【9月19日 AFP】人の健康状態に生涯にわたって影響を及ぼす複雑な腸内生態系の形成に、出産の方法が大きくかかわっている可能性があることが最新の研究で明らかになった。

 19日に発表された研究によると、帝王切開で生まれる新生児は産道を通る自然分娩(ぶんべん)児に比べて、母親からもたらされる腸内細菌が少なく、病院内環境から取り込まれる細菌が多かったという。

 研究ではまた、出産時に母親が抗生物質を服用していた場合とそうでないとでは、新生児にみられるヒト常在細菌叢(そう、マイクロバイオーム)として知られる腸内環境に違いがあることも分かった。研究は7年にわたって行われたという。

 英科学誌ネイチャー(Nature)に掲載された論文の執筆者らは、今回の研究を通じて、出産が腸内細菌によって構築されるヒト免疫系のその後を決定付ける時期だという証拠を得られる可能性もあると考えているという。

 英ロンドン大学ユニバーシティー・カレッジ(University College London)のナイジェル・フィールド(Nigel Field)臨床准教授は、今回の研究の発表会で「われわれの仮説は、出産の期間は免疫系にとっての感温期なのかもしれないというものだ。(中略)これにより、生涯にわたる免疫系が『確立』される」と説明した。

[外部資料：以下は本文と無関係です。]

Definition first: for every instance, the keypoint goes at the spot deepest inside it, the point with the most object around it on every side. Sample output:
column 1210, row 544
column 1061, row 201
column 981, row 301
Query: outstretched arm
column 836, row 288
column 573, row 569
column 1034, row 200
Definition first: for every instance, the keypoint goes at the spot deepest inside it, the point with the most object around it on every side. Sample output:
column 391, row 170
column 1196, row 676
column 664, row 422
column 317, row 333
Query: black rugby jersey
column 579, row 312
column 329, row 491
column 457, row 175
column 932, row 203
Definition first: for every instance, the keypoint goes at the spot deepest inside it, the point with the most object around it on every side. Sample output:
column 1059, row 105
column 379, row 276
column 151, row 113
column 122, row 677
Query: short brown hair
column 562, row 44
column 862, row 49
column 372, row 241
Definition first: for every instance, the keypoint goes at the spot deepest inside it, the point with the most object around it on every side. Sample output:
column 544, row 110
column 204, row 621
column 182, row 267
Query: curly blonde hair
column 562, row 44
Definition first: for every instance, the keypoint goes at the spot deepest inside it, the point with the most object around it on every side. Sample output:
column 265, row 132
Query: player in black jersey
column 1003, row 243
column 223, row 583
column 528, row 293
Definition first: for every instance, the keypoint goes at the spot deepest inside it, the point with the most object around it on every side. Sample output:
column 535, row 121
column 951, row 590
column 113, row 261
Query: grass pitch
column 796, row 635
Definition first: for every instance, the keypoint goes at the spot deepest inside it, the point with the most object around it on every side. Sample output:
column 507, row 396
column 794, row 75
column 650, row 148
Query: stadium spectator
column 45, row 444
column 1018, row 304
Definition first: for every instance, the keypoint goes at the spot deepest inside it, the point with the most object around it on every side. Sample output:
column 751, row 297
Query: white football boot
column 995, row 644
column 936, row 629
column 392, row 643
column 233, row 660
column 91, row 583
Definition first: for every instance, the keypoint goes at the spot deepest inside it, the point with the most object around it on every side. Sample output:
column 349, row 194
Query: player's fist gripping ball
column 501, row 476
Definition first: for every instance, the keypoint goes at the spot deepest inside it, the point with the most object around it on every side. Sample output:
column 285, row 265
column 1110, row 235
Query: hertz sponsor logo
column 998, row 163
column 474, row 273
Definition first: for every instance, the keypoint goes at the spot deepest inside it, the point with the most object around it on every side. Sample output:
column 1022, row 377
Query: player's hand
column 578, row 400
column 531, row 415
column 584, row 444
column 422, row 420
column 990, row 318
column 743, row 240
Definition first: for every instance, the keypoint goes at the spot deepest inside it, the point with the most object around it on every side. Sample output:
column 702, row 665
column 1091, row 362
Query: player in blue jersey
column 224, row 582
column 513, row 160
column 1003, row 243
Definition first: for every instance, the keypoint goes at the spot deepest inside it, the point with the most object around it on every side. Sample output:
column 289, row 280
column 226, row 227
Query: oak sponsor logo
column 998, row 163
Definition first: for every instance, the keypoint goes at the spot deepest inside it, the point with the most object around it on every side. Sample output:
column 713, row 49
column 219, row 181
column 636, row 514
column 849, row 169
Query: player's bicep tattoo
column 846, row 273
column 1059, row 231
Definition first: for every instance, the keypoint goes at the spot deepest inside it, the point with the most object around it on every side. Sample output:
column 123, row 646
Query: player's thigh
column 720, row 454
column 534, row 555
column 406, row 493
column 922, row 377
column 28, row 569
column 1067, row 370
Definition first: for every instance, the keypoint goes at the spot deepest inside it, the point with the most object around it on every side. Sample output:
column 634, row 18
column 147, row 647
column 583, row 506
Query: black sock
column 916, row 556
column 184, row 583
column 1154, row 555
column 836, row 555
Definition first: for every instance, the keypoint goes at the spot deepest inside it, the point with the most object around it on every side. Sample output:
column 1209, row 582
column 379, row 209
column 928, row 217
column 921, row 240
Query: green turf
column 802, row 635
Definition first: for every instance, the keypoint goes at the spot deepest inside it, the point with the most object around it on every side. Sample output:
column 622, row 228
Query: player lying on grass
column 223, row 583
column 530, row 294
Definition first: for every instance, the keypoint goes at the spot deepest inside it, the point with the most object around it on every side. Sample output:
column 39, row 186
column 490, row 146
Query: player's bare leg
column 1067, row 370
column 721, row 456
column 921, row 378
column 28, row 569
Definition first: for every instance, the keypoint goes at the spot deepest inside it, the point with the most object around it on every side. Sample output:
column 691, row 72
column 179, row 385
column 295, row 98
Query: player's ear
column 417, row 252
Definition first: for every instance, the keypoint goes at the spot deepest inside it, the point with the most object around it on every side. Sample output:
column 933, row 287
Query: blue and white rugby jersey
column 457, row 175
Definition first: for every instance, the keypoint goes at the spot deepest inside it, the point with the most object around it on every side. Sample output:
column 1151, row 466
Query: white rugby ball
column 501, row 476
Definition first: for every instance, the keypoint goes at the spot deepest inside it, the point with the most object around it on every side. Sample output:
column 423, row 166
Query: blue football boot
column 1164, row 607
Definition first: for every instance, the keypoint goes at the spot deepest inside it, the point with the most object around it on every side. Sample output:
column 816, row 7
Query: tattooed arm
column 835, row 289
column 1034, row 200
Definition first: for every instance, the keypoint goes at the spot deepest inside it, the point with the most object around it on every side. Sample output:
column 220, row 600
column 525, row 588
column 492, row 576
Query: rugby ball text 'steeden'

 なお、新生児の腸内細菌の違いは離乳までに消失した。そのため常在細菌叢の変化が、帝王切開児により多くみられる小児期の病気に関連している明確な証拠はまだ得られていない。

■便と血液サンプルを精査

 英国の母親と新生児を対象とした研究では、便と血液のサンプル数万件が調べられた。サンプルは数週間後、数か月後にも継続して採取され、出生初期の新生児の腸内に存在する細菌の種類について、かつてないほど詳細な調査が行われた。

 その結果、自然分娩児は母親の腸内に生息する細菌を獲得している一方、帝王切開児は病院に由来する「日和見病原菌」が定着していることが判明した。日和見病原菌は直ちに害を及ぼすわけではないが、免疫系が低下したり細菌が体の他の部位に移動したりした場合に病気を引き起こす恐れがある。